Ordonnance réputée contradictoire, en premier ressort, mise à disposition au Greffe le 28 Juin 2024, et signée par Sarah RENZI, Juge de la Mise en État, assistée de Dominique BALAVOINE, Greffier.
EXPOSE DU LITIGE
Le Syndicat des copropriétaires de l’immeuble situé [Adresse 5], prise en la personne de son syndic en exercice, la SAS Square Habitat Nord de France (ci-après dénommé le Syndicat des copropriétaires) a confié les travaux de réfection de l’étanchéité du parking et des bétons du sous-sol à la SAS Freyssinet ainsi qu’à la société SMAC.
Cette dernière a sous-traité la fourniture et pose de carrelage antidérapant extérieur en nez de marche sur un perron d’entrée à M. [H] [C], assuré par la Caisse Régionale d’Assurances Mutuelles Agricoles Bretagne-Pays de Loire.
Les travaux ont été réceptionnés le 29 septembre 2018, avec réserves.
Par suite, le Syndicat des copropriétaires s’est plaint de la non-levée des réserves ainsi que de l’apparition de désordres.
Par ordonnance en date du 31 juillet 2020, le juge des référés du tribunal judiciaire de Lille a notamment ordonné la réalisation d’une expertise judiciaire, qu’il a confiée à M. [I] [Z], en sa qualité d’expert judiciaire.
Ce dernier a déposé son rapport d’expertise définitif le 24 février 2022.
Par actes signifiés les 2 août 2022, le Syndicat des copropriétaires a assigné la SAS SMAC et la SAS Freyssinet France d’avoir à comparaître devant le tribunal judiciaire de Lille (instance enregistrée sous le n° RG 22/04933).

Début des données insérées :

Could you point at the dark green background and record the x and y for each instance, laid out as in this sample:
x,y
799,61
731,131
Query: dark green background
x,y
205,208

Par actes signifiés les 30 novembre et le 1er décembre 2023, la société Freyssinet France a assigné M. [H] [C] et la SA Caisse Régionale d’Assurances Mutuelles Agricoles Bretagne Pays de Loire d’avoir à comparaître devant le tribunal judiciaire de Lille (instance enregistrée sous le n° RG 23/11680).
Dans le cadre de l’instance n°RG 22/04933, la société Freyssinet France a élevé un incident par conclusions notifiées par message RPVA du 9 janvier 2024.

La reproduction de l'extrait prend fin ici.